Notice the (oftentimes huge) gaping holes between words. In particular, check out the 3rd line of the 3rd paragraph and the 2nd and 4th lines of the 4th paragraph.

It looks horrible. Atrocious. Awful. Disturbing. Ridiculous, even. Besides being unberably ugly, it makes text somewhat harder to read, and since I often invest a lot of time writing and proofreading these posts, I feel betrayed by ugly justification.

In web development/design, text justification is taken care of by CSS (short for Cascading Style Sheets), a special language that goes hand in hand with HTML and whose sole purpose is to style webpages and make them prettier to the human eye. In CSS, we can specify properties which essentially tell the browser how it should render/display a certain part of your webpage.

Take a look at the following example CSS code snippet.
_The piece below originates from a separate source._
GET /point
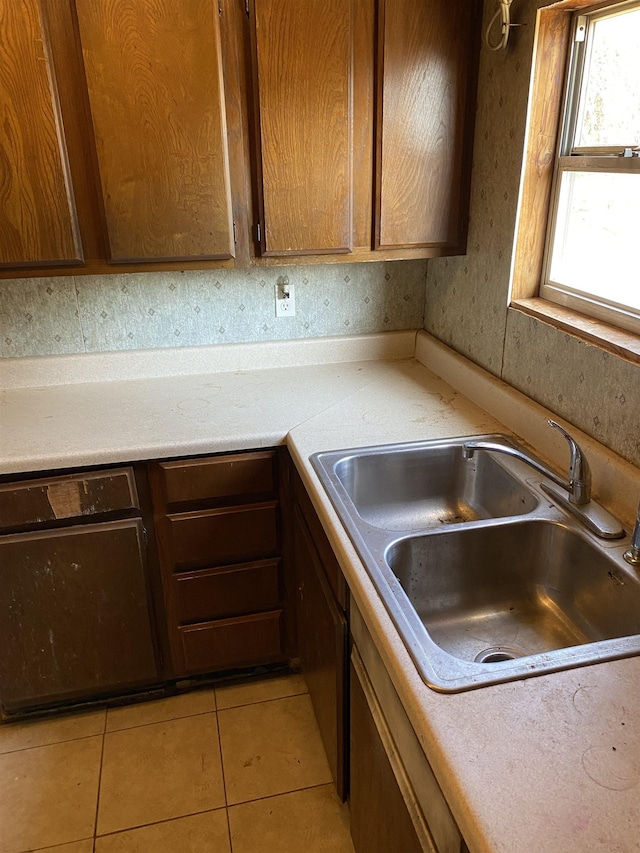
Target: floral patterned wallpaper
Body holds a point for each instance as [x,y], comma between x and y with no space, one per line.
[467,297]
[75,314]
Here, I’m using a set of properties (width, text-align, overflow-x, etc.) to style a div with a class of main.

.main {
  width: 800px;	
  overflow-wrap: break-word;
  text-align: justify;
  overflow-y: auto;
  overflow-x: auto;
}

Notice the text-align: justify; property - basically, it’s telling the broswer to take the text inside that div and justify it, which means stretching out the words so that they touch both the left and right-most edges of the div, in the same way that justified text on a book is stretched to align with the left and right margins of the page.
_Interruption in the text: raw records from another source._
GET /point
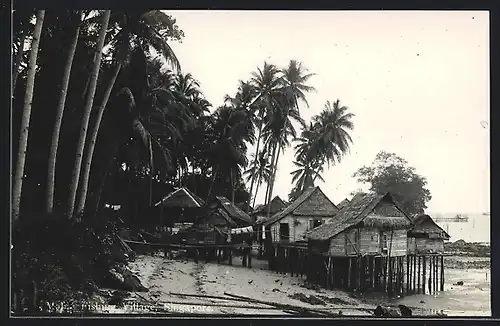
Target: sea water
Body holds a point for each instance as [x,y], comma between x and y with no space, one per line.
[476,229]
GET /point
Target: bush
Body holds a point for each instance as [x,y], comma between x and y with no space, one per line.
[65,259]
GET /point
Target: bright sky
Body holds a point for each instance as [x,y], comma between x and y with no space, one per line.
[418,83]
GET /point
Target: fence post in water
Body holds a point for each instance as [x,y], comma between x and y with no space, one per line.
[442,273]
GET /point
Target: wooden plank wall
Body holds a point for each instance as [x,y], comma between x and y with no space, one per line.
[399,242]
[429,245]
[298,226]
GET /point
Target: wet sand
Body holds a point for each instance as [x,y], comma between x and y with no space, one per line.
[164,277]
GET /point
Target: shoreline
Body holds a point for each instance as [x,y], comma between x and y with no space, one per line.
[168,279]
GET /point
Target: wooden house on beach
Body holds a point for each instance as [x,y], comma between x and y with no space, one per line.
[426,255]
[310,210]
[180,206]
[363,247]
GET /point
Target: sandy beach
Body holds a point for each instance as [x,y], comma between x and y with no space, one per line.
[166,277]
Earlier today I read this post on Design For Hackers showing why text-align: justify; is so bad, and honestly, I agree with Mr. David Kadavy. In fact, after digging a little bit deeper, it appears that justified text on the web has had a bad reputation for quite some time. Even worse, it often looks like a rookie typography mistake.

Apparently, this is becuase of the incredibly poor text justification algorithm used by CSS/HTML, since all it does is add gaps between words to stretch a line of text to touch the edges of a div container, without adding hyphenation, word-splitting or any other sort of modifications to the block of text. This seems to constrat starkly with the justification process in regular print media, notably, books and newspapers. This post by David Bricker in his Book Design Basics series does a good job of explaining how to use hyphenation to justify text for books.

So, for web developers/designers such as myself, it looks like the best option as of right now is to just ditch justification all together in favor of left-aligned text. Thankfully, all I need to do is to change a single line of CSS:

.main {
  width: 800px;	
  overflow-wrap: break-word;
  /* Begone, justified text! */
  text-align: left;
  overflow-y: auto;
  overflow-x: auto;
}

And here’s how that same section from my Sinnohvation review looks like now:

image

While symmetrical, perfectly aligned blocks of text can look quite aesthetically pleasing in some books, they can really be an eyesore when it comes to webpages. For the time being, removing text justification seems to be a decent compromise.

Expect more typography and web design posts in the next couple of weeks as I spend a little more time working on my website, including improving my webpage generator/templating system, learning responsive design, and improving readability, and adding even more ✨fancy CSS✨.